The lawsuit alleges Been failed to make payments to Black Mountain Disposal, Pratt and Wells on five notes that were due last year. Black Mountain Disposal initiated a foreclosure for the default on one of the notes.

Commissioners Craig Meis and Janet Rowland last year agreed to allow Black Mountain Recycling to reopen on a limited basis, a decision that contradicted a recommendation from the Colorado Attorney General’s Office that the facility remain closed. State officials had argued the business was in violation of a state solid-waste-compliance order and questioned whether Been had the financial resources to account for and clean up the 2001 spill.

At the time, the state also had a lawsuit pending against both Black Mountain Disposal and Black Mountain Recycling. That legal action was settled in March. Among other requirements, the settlement called for Black Mountain Recycling to pay a $53,000 penalty, $14,000 of which represented the penalty sought by the state against Black Mountain Disposal.

When Been received approval from the county to reopen last October, he vowed to work with neighbors, the county and the state and said new ownership should have eased any concerns about the business. But Watt’s report, generated from an Aug. 19 inspection allowed as part of the purchase agreement between Black Mountain Disposal and Black Mountain Recycling, asserts problems persist at the facility on 45 1/2 Road.

Watt wrote in the report that in an effort to evaporate oil and gas production water, Black Mountain Recycling is inappropriately spraying the fluid across the facility’s site and onto neighboring private property. He wrote the over-spray conditions “are of serious environmental and health concerns” and could lead to groundwater contamination.

Watt wrote he also observed production water leaking from air-quality-monitoring equipment at the rate of at least a gallon a minute. He indicated it appeared there was no pit lining the area surrounding the equipment, leaving him to conclude the water was percolating down through the soil into the groundwater.

Watt wrote that he attempted to ask Been a series of questions during his visit, but Been ignored him.

Watt returned to the business Tuesday to serve civil papers related to the receivership and allegedly was assaulted by Been’s son, 24-year-old Jefferson Been Jr.

Been Jr. was issued a summons on suspicion of third-degree assault and obstruction of a telephone.

Been denied that there is any new contamination at the business.

“The Black Mountain Recycling disposal facility has been inspected by the state and the county numerous times,” he said. “Everything has been in compliance. There’s no spillage. There’s no contamination. Everything was operating fine.”

Been declined to comment on the lawsuit, the default on the promissory notes and the appointment of a receiver, referring questions to his attorney, Scott Clark of Greenwood Village. Clark did not return a call for comment Wednesday.

Charles Johnson, solid-waste unit manager with the state Department of Public Health and Environment, said an inspector visited Black Mountain Recycling on Aug. 30 after some anonymous citizens complained about odor and vapor clouds at the facility. He said the inspector’s report is under an internal review as part of an inspection-review process and a possible enforcement action. He declined to comment further.
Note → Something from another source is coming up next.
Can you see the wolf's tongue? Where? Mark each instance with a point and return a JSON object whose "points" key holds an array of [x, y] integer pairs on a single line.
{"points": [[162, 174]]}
Meis said he was unaware of the ownership battle over Black Mountain until he was contacted by a reporter Wednesday. He noted, though, he would have “serious concerns” if Wells and Pratt attempted to regain ownership of the business, pointing out it was the current board of commissioners that shut down the facility to begin with.

“Based upon how the previous ownership operated the facility, I certainly have some reservations going forward with them,” Meis said.

Black Mountain Recycling, which is allowed to use only one of five evaporation ponds at the facility, is scheduled to go before the county Planning Commission next month with an application to line the four other ponds and add a sixth pond.